With negotiations between the White House and Congress stalled on a new coronavirus stimulus bill, so is the Pentagon’s  $11 billion request for money to reimburse defense companies for virus-related expenses, such as shutting down facilities or paying for employees sick leave. That figure encompasses costs incurred between March 15 and June 15, according to a Pentagon memo obtained by Inside Defense and Breaking Defense. That could mean there’s an ask for additional money to cover future virus-related expenses authorized by the CARES Act.

The Program Office of the Future

James “Hondo” Geurts, the head of Navy acquisition, loves to talk about the opportunity the virus is providing to shake up the status quo. “Reverting back to the way we were preCOVID, in my mind, would be failure,” he told reporters on Wednesday.

So Guerts has challenged the Navy’s program managers to rethink their organizations and  experiment with new constructs.

“Pre-COVID was everybody was in a big building and that may not be the right answer,” Geurts said. “Pre-COVID, we even put it in contracts, for support service contracts, X percentage had to be in the local area. That may not be the right model and approach.”

Allowing workers to live in different locations “may enable us actually to access greater talent in areas where we haven't before,” he said. It could also build resilience.

“The example I use is to some degree [with] COVID, is somebody's throwing a rock into a bucket of water. You'll have a first disruptive wave, that wave will hit the sides of the pail, and then you'll have all the secondary and tertiary disruptions occurring,” Geurts said. “We need to be adaptable because that's part of our wartime mission. And quite frankly, this is helping us get sets and reps in on, where do we need to be more adaptable? What are the approaches we can use?”

Geurts wants his acquisition professionals “experimenting with, thinking about, inventing, where we need to be in the future, so that we are not fragile, so we have more resilience, so that we can be much more adaptable to the situation.”

Tentative Deal to End Strike at Bath Iron Works

A seven-week strike seems poised to end as the 4,300 members of the International Association of Machinists and Aerospace Workers (IAM) Local S6 prepare to vote on a three-year deal, starting at 12:01 a.m. on Friday. Voting will run through noon on Sunday, according to a post on the union’s Facebook page.  

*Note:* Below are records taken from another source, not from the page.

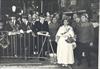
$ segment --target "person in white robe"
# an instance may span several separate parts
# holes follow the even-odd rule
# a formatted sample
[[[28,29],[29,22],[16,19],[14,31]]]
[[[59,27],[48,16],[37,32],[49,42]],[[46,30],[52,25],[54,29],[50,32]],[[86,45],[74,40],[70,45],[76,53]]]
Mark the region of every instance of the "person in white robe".
[[[57,63],[63,66],[68,66],[74,63],[74,48],[76,47],[75,35],[71,26],[68,25],[68,20],[64,20],[63,24],[56,34],[57,42]],[[73,38],[73,42],[67,42],[69,37]]]

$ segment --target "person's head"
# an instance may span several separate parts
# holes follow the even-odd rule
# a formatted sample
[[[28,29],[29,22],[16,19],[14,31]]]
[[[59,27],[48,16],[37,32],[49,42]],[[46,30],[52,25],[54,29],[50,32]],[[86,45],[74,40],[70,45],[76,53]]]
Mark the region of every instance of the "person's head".
[[[44,23],[44,21],[45,21],[45,18],[44,17],[40,17],[40,22]]]
[[[11,20],[16,20],[16,17],[11,17]]]
[[[80,22],[80,18],[77,17],[77,18],[75,19],[75,21],[76,21],[77,23],[79,23],[79,22]]]
[[[68,20],[67,19],[64,19],[63,20],[63,24],[64,24],[64,26],[67,26],[69,24]]]
[[[22,17],[22,21],[24,22],[24,23],[26,23],[28,20],[27,20],[27,17]]]
[[[78,15],[76,13],[73,14],[73,19],[76,19]]]
[[[87,22],[87,21],[88,21],[87,16],[82,15],[82,16],[81,16],[81,22]]]
[[[52,19],[52,23],[57,23],[57,18],[54,17],[54,18]]]
[[[49,12],[47,12],[47,13],[46,13],[46,16],[47,16],[47,17],[49,17],[49,16],[50,16],[50,13],[49,13]]]

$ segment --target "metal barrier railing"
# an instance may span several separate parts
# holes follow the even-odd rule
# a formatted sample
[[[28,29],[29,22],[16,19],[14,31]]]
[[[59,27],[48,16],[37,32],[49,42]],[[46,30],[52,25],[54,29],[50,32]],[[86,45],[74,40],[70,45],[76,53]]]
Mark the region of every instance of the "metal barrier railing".
[[[0,31],[0,33],[2,33],[1,36],[4,36],[4,38],[0,37],[1,58],[42,58],[43,56],[40,56],[40,54],[43,54],[44,49],[46,56],[50,53],[51,44],[47,36],[39,35],[34,37],[32,33],[16,34],[16,32],[10,31]],[[8,47],[3,48],[5,46],[2,42],[5,42],[5,45],[7,44]]]

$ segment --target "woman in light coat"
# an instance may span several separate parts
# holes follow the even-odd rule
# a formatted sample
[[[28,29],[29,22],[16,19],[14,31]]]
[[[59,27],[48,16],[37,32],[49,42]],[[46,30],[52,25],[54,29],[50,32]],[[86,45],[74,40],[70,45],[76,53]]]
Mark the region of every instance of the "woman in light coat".
[[[56,34],[56,42],[57,42],[57,62],[58,64],[62,64],[63,66],[68,66],[69,64],[74,63],[74,53],[73,49],[76,47],[75,43],[75,35],[71,26],[68,25],[68,20],[64,20],[63,24],[57,34]],[[72,37],[73,40],[69,38]],[[68,42],[68,41],[71,42]]]

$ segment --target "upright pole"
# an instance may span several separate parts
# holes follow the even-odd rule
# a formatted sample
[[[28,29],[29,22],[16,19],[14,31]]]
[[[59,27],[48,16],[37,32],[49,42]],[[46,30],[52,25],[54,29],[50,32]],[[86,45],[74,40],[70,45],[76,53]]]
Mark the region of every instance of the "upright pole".
[[[1,20],[2,16],[1,16],[1,0],[0,0],[0,20]]]
[[[43,13],[43,0],[41,0],[41,13]]]

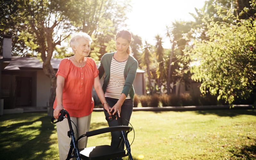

“The agreement keeps existing subcontracting language and protects seniority, the top issues that forced 87 percent of Local S6 members to reject the previous contract and begin the largest strike in the United States on June 22,” the union said in a statement.

General Dynamics CEO Phebe Novakovic credited Peter Navarro, White House director of trade and manufacturing policy, and Jimmy Hart, AFL-CIO metal trades department president, “for their help in bringing the parties together.”

Making Moves

  • Stephen Kitay —  an architect of the new U.S. Space Force — is stepping down as deputy assistant defense secretary for space policy on Aug. 21.
  • Mike Griffin, the former defense undersecretary for research and engineering, has joined Rocket Labs’ board of directors. 
  • Former Raytheon and CAE executive Todd Probert has been named president of the CACI’s National Security and Innovative Solutions sector
  • Training and simulation firm CAE has tapped former L3Harris Technologies executive Daniel Gelston to become president of its Defence & Security business, effective Aug. 24.
  • Huntington Ingalls Industries named Joseph Tofalo, a retired Navy vice admiral, corporate vice president for assessments and advanced technology. 
  • MITRE named Charles Peter Leroy vice president of integration and operations at MITRE Public Sector.